The stage is bathed in a warm, golden glow – the everlasting warmth of a sultry Mississippi summer – and everything is symbolic. There are six upright wooden pianos, with exposed strings which seem to symbolise the vulnerability of the characters, particularly Alma (Patsy Ferran) who we see hyperventilating with panic in front of a microphone at the start. The characters sing and play the pianos and the music is by turns eerie, unsettling and sad; the clashing notes echoing Alma's struggle between her passion and her position in society and her desire for John, the angry trainee doctor.
Alma is the dutiful minister's daughter; she takes care of the family home and her mother, who has suffered a breakdown, and puts up with her cantankerous father and it is clear she is feeling trapped by responsibility and the conflict between her moralistic upbringing and her natural impulses. Her body language spreaks volumes too; the jerky movements, tight, coiled up posture, nervous laughter and tension of someone in conflict is clearly conveyed.
But Alma is not a victim; her strength and intelligence shines through in flashes of humour, insight and perception which makes us empathise with her, willing her to break free from the shackles of societal expectations. But she is frustrating too, as we watch her hypnotic desire for John who is also drawn to her, but who drowns out his true desires in booze, gambling and casual sex.
It is a love that is doomed, we see it, but we still hope that Alma and John might move past what holds them back, until the scene where Alma discovers John is engaged to be married to a former singing pupil of hers, and we see her heart break before our eyes.

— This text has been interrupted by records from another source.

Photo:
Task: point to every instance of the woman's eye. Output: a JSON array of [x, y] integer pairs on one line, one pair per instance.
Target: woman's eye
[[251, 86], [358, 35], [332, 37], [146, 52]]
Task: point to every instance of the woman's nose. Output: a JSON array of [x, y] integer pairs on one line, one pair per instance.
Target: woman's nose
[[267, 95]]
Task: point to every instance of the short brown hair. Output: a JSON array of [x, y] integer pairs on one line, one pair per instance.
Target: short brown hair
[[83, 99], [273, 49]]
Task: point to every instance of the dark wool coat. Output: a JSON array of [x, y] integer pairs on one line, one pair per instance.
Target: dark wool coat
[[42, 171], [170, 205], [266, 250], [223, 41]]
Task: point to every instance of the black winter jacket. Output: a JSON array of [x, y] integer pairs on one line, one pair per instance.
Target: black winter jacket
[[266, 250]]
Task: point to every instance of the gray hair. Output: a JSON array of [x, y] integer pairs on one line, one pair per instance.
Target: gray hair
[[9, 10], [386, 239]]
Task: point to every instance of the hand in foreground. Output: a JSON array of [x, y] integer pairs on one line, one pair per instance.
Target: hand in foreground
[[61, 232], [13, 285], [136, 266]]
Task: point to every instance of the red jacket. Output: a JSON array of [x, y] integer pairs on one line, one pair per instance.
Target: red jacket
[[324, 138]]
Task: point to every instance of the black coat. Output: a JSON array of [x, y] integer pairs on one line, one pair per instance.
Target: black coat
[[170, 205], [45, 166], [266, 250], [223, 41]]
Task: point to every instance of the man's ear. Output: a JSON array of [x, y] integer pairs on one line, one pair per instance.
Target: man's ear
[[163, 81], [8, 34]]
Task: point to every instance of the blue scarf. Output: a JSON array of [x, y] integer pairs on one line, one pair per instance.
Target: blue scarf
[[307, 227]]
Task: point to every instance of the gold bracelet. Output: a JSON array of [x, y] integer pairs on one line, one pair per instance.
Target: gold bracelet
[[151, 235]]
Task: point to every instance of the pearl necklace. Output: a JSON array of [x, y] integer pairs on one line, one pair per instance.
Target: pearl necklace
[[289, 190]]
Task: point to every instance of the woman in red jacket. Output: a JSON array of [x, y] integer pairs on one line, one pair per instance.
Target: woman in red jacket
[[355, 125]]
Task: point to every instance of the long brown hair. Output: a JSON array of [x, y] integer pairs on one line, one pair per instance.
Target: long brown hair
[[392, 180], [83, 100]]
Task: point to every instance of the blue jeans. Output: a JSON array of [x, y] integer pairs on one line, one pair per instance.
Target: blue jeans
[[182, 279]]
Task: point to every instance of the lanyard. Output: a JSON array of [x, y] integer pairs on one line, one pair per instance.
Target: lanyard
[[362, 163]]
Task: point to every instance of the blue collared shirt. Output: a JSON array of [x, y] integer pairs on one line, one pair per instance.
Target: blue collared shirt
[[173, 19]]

Still, her meeting at the end of the play with a travelling salesman hints at perhaps a casual fling that maybe no-one needs to know about, which is perhaps just what Alma needs in order to feel like a complete woman, with her physical and emotional needs met for the first time. Director Rebecca Frecknall puts the female struggle to be heard and respected, while also acknowledged as more than just madonna or whore, at the centre of this production, refusing to let the malice and misogyny of the male lead dominate the play.
It is a compelling watch; there are moments of humour and irony, haunting pauses and tunes, layers of hidden, unspoken truths waiting to be grasped. Go and see it and grasp it quickly!